Here, then, is what I am trying to say: Despite the fact that murder is a grievous act with irreparable consequences, it is no longer, today, a relevant measure of violence. Despite the finality of murder, it is not “the worst.” Sadly for all of us who witness and must inhabit a global society both damaged and structured by increasingly illegible mutations of violence, such as the forms of violence to which ISIS seeks to make us all helpless bystanders. My point—which comes from reflection on the ISIS videos and related atrocities such as the Taliban’s destruction of the Buddhas of Bamiyan in March 2001—is both very simple and very frightening. Life comes to an end, violence does not. Murder is the name for an act of violence that comes to an end with the end of a life; that “wants” no more than to bring life to an end. As a result, the personal, social, political, historical, and philosophical preoccupation with death and the violence that brings it—a preoccupation that we call “mourning”—often blinds us to forms of violence that stop short of death, that continue after death, that disregard the distinction between the living and the dead, original and replica, or that simply want something other than destruction (rape, dismemberment, attacks upon the cultural and natural worlds). 
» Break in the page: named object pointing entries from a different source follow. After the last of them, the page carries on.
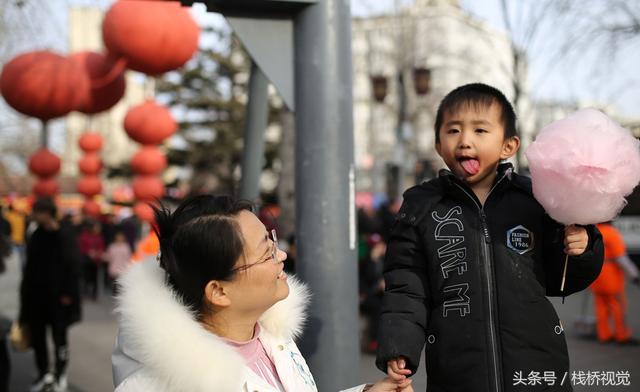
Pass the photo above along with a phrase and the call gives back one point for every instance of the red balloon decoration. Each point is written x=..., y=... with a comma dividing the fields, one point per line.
x=105, y=84
x=91, y=208
x=144, y=212
x=43, y=84
x=46, y=188
x=148, y=188
x=148, y=160
x=149, y=123
x=44, y=163
x=89, y=186
x=90, y=142
x=90, y=164
x=154, y=37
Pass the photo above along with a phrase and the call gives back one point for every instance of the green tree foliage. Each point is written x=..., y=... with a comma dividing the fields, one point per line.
x=209, y=97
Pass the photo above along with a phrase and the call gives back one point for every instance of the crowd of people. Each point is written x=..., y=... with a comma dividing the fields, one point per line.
x=472, y=238
x=63, y=258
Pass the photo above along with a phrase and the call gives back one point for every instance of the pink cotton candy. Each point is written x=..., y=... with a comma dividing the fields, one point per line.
x=583, y=166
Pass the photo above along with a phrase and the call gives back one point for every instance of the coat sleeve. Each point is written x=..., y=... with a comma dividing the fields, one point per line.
x=581, y=270
x=404, y=306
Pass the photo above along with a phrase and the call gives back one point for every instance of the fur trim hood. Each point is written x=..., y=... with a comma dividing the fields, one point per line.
x=161, y=333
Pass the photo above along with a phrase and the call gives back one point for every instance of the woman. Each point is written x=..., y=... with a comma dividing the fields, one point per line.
x=218, y=313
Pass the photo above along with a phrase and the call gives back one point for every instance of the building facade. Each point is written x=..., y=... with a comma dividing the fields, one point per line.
x=454, y=48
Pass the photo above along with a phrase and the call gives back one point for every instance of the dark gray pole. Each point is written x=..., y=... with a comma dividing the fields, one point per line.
x=256, y=119
x=325, y=218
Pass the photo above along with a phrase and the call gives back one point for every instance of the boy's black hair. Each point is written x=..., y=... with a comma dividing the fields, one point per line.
x=478, y=95
x=200, y=241
x=45, y=205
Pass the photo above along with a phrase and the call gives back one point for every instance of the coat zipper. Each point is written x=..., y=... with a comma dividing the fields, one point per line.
x=489, y=277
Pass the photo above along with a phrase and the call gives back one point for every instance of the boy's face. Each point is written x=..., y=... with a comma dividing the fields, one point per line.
x=472, y=143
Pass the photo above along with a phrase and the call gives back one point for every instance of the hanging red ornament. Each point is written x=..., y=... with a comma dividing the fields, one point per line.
x=44, y=163
x=144, y=212
x=148, y=160
x=90, y=164
x=148, y=188
x=91, y=208
x=43, y=84
x=149, y=123
x=105, y=81
x=153, y=36
x=89, y=186
x=90, y=142
x=47, y=187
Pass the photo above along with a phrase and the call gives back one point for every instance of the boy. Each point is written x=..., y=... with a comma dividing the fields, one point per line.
x=470, y=259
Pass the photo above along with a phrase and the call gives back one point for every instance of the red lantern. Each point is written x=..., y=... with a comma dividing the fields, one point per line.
x=46, y=188
x=90, y=142
x=149, y=123
x=90, y=164
x=144, y=212
x=105, y=85
x=91, y=208
x=43, y=84
x=154, y=37
x=44, y=163
x=149, y=160
x=148, y=188
x=89, y=186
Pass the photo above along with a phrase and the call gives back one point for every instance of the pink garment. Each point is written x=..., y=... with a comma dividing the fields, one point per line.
x=257, y=359
x=118, y=256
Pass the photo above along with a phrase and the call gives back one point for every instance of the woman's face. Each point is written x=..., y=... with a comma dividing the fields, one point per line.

The phenomenon of ISIS shows how powerful acts that explicitly and deliberately do more than kill can be in today’s world. As we have all seen, such violence can be “worse” than killing, even when nonlethal, because it is radically asymmetrical; it is often exercised upon a lifeless or helpless (or helpless because lifeless) victim. Attacking a statue shows us that the deathly immobility of its body is no safeguard against atrocities; and any statue may thus figure—especially when it is included in a series of human victims—the vulnerability of the human body to violence that wants something more and other than death. What does ISIS really want? Since ISIS started to release its videos, many journalists have posed this question, echoing the concerns of readers and viewers worldwide. There are many possible answers, of course. But the question arises with such urgency in the first place, I think, because the group employs these forms of violence that disregard the tradition of war and death. In other words, this is not only a question about ISIS but a much broader question about the limits of violence in our world today. 

Incidentally, the same type of question might arise in response to a US drone strike. Despite or perhaps thanks to the much-vaunted precision of these strikes, killing becomes overkill; the speed and asymmetry of unmanned aerial vehicles reduces their living targets in advance to dead ducks. Drone warfare provokes such emotion precisely because of this excess and the questions that it raises. What does it mean to live and to die in a time when we can no longer rely upon death as a sort of compass to orient us within the global political landscape, to tell us where violence is coming from, where it is going, or when it will stop?


Steven Miller is Associate Professor of English at UB.